I often add a little more about what the actual goal is, but it’s something like this. This usually causes the LLM to tell me what it thinks should be done. It will sometimes ask a question or two, but eventually it will give me a solution. Many times the solution is one I know I don’t want due to some constraint and I will tell it. Sometimes I steer it a bit more and tell it what I think we should do.

And then when I’m happy, I’ll say:

Plan a series of independent PRs to implement this. List which ones can be done in parallel vs linearly

That’s it. That’s the entire plan phase now. I no longer need a spec file.

Phase 1: Implementation

Given the list of PRs, I will ask it to implement them either a few in parallel or, if there’s a dependency, one by one. I also now let the LLM agent commit its changes. (if they were in parallel, I also let it push the changes.)

Again, that’s it?

Phase 2: Validation

I then test the work locally, I still insist on doing that because I don’t want to cause a SEV. I’ll then push the branches and review the diffs myself in GitHub before asking for others to review: I want to avoid wasting people’s time.

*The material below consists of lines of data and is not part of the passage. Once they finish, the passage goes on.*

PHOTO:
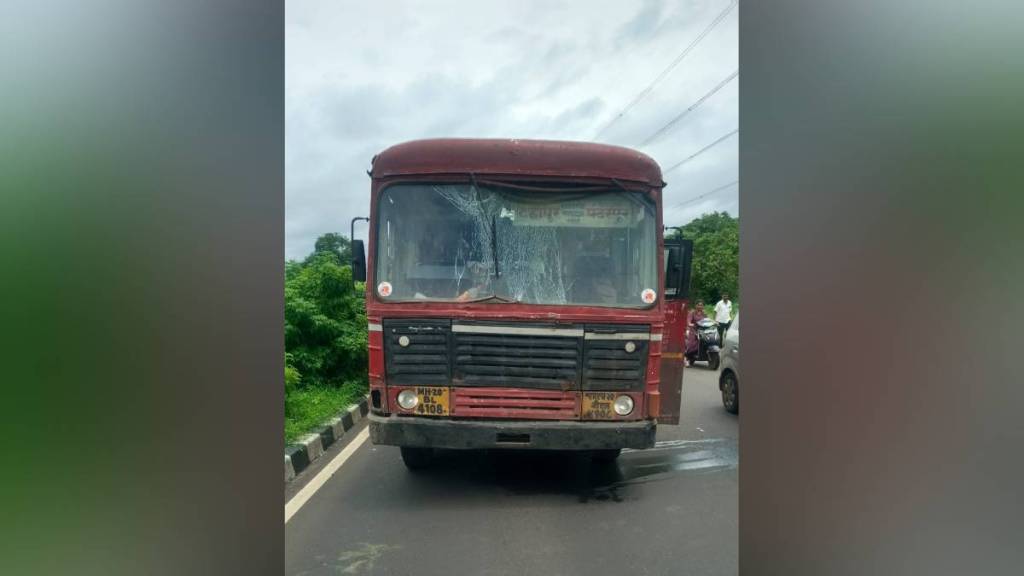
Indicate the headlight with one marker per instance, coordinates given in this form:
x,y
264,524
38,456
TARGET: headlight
x,y
408,400
623,405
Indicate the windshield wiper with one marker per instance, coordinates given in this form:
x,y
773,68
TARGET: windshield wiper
x,y
494,224
497,298
494,243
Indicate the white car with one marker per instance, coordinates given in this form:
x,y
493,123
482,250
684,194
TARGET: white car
x,y
728,380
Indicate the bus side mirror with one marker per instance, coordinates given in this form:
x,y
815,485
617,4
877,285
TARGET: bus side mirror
x,y
678,256
358,261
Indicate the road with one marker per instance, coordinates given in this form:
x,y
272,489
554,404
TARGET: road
x,y
668,510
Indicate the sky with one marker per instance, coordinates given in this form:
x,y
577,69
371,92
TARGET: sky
x,y
364,76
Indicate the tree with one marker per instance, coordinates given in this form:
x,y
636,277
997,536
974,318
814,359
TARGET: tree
x,y
334,243
716,255
325,318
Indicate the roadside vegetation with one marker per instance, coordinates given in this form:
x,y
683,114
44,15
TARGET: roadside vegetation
x,y
716,257
325,337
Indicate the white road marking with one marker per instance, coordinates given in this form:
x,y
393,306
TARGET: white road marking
x,y
325,475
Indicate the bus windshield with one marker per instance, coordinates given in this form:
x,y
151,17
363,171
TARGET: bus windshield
x,y
480,243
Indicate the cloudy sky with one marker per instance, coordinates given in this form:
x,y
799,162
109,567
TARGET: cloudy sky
x,y
363,76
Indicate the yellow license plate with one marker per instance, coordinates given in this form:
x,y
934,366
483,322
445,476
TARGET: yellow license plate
x,y
597,406
433,401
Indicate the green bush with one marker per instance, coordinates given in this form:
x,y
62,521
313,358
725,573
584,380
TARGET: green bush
x,y
325,337
716,256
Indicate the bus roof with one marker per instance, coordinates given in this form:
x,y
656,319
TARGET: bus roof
x,y
516,157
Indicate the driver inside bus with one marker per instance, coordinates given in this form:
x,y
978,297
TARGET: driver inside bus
x,y
479,283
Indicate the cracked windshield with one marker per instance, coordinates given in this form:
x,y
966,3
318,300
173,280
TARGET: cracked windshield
x,y
469,243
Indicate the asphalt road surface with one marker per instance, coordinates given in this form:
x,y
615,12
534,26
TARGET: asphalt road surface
x,y
672,509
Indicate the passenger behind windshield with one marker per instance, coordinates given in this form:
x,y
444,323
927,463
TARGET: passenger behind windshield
x,y
479,284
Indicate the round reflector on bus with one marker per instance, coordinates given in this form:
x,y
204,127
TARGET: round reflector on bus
x,y
623,405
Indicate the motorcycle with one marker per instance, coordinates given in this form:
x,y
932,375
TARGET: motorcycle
x,y
702,342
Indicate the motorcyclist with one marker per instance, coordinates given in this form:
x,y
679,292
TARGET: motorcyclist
x,y
695,315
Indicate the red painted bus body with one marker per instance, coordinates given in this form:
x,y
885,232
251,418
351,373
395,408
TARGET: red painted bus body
x,y
517,370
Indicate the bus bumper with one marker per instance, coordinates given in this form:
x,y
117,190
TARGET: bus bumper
x,y
538,435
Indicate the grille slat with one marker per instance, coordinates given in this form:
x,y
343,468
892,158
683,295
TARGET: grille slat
x,y
517,360
606,364
425,359
514,403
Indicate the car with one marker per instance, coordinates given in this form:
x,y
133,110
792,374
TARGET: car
x,y
728,380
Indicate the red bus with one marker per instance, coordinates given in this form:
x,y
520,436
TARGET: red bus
x,y
520,294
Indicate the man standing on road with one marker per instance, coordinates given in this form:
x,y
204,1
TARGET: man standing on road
x,y
723,315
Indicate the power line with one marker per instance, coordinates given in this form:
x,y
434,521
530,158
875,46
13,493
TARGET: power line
x,y
695,198
692,107
699,152
650,87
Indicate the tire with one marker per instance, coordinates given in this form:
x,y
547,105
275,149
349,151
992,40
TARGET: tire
x,y
730,393
607,455
417,458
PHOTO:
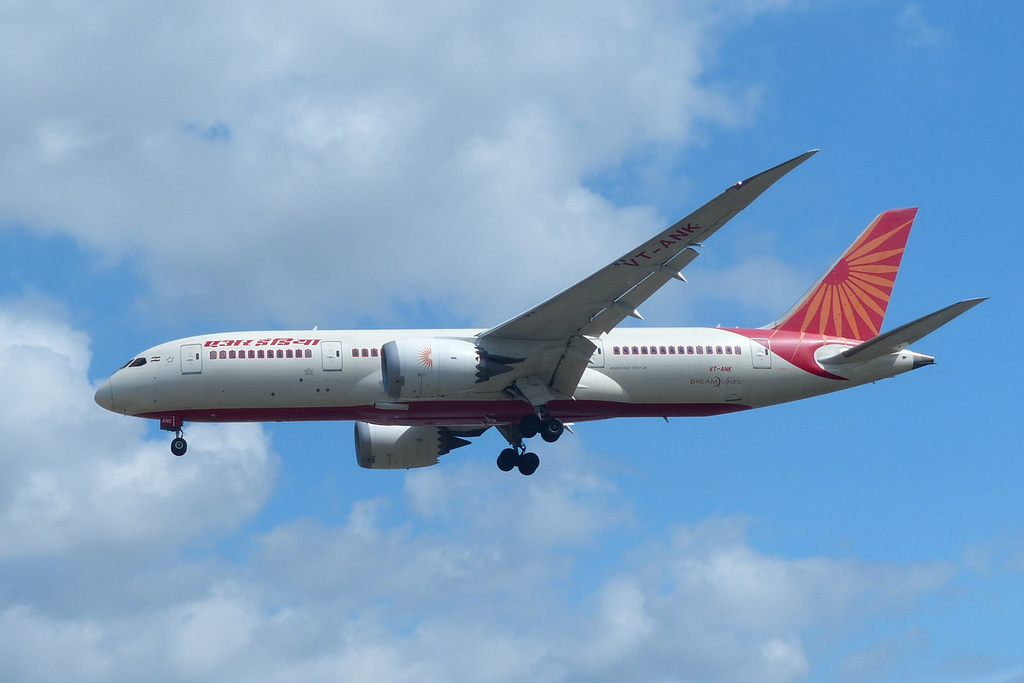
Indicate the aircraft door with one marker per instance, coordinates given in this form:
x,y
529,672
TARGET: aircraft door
x,y
761,353
597,360
331,354
192,358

You still have to watch them

I had an interesting interaction with GPT 5.5 a few weeks ago, where it wrote code that was akin to this:

attempt := 0

for {
	attempt++
	if attempt > maxAttempts {
		return errTooManyAttemps
	}
	err := fetchData(ctx)
	if err != nil {
		switch {
		case errors.Is(err, errTimeout):
			fmt.Println("Warning: Timeout occurred. Retrying...")

		case errors.Is(err, context.Canceled):
			fmt.Println(" -> Context was canceled. Exiting...")

		default:
			return err
		}
		
		time.Sleep(100 * time.Millisecond) 
	}
}

When I saw that, I immediately knew it didn’t look right, so I asked the agent about the case with the context.Canceled and it happily explained to me that it would log the error and then return with default:. I said, no, it won’t, that’s not how Go switches work. And it insisted! “I understand your confusion, but because there is no break statement, the code will simply fall through the next case.”

No, it forking won’t! So I told it to prove it by writing a test that returned a context canceled. It did, caught the infinite loop and conceded.

My point? They can still make mistakes. I have to check them.

Conclusion

That said, I will concede that the LLMs are so much better now and that these errors are getting more and more rare. My flow is much quicker than before. I still review code like a caveman, I still make sure the LLM gets what I want it to do. But I basically killed the entire “plan” step. It’s just not needed. And I almost never write code by hand.